Sunday, September 23, 2018

Deconstructing the kneel

I absolutely love this pair of essays by the Washington Post's Elizabeth Bruenig: All Colin Kaepernick ever did was ask and The NFL’s Capitalist Anthem Policy.

there’s something more, something wider and stranger, at the root of all this fury over a few athletes quietly kneeling during their country’s anthem. For one, there’s the straightforward fact that kneeling isn’t a sign of disrespect, and nobody brought up in a country with the faintest hint of Christian culture actually thinks it is. As Luke Bretherton, a professor of theological ethics at Duke University, wrote last year in The Post: “New Testament stories describe people who kneel before Jesus in supplication or lament. With their kneeling, these biblical figures say: Something is desperately wrong, please hear us and use your power to help us. Their act of submission signals their faith that healing will come and their prayers will be answered.”

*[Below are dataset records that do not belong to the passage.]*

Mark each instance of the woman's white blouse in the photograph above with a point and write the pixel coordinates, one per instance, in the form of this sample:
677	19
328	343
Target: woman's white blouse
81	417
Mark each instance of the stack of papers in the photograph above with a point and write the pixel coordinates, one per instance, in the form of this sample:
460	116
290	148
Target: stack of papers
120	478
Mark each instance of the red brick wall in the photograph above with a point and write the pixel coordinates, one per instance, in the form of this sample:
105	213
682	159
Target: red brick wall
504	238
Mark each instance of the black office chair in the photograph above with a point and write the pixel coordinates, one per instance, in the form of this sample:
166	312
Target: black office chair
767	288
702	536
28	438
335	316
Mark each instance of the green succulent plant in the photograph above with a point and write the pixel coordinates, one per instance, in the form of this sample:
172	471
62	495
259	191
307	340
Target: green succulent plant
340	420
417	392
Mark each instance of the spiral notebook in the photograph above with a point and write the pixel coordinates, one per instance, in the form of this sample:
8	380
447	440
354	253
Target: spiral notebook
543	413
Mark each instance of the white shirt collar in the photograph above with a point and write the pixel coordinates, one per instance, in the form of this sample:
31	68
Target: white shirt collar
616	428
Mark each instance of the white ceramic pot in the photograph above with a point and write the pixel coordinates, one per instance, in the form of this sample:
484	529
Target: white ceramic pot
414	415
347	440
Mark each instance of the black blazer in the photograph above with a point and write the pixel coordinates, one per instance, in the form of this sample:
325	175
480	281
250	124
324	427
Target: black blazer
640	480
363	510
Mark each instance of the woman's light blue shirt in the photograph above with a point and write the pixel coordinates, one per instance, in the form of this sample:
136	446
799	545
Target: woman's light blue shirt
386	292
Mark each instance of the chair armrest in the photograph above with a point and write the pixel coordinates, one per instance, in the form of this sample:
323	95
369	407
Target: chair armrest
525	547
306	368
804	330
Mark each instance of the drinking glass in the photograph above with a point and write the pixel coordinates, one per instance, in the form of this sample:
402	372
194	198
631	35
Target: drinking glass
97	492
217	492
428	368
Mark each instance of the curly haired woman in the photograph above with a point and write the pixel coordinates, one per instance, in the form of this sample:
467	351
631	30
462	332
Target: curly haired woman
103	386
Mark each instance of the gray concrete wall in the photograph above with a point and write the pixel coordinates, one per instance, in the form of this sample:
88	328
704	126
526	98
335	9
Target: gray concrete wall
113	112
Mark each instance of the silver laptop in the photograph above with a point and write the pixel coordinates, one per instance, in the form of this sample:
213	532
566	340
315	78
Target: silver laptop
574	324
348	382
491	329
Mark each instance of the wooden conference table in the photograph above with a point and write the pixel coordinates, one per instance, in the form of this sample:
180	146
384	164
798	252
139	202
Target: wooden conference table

it has to do with the fact that liberalism sort of makes no bones about its contempt for the weak. Simply stating: I’m subjugated, I don’t like it, you’re doing it, and I want you to stop, is met with all kinds of fury because it’s seen as an abdication of agency, which liberal capitalism equates with personhood. This is the weird, loopy way in which those at the bottom of the liberal capitalist hierarchy wind up not only blamed but hated for the situation they’re in.

This is complicated stuff, but I think Bruenig has crystalized it in a beautiful and powerful way.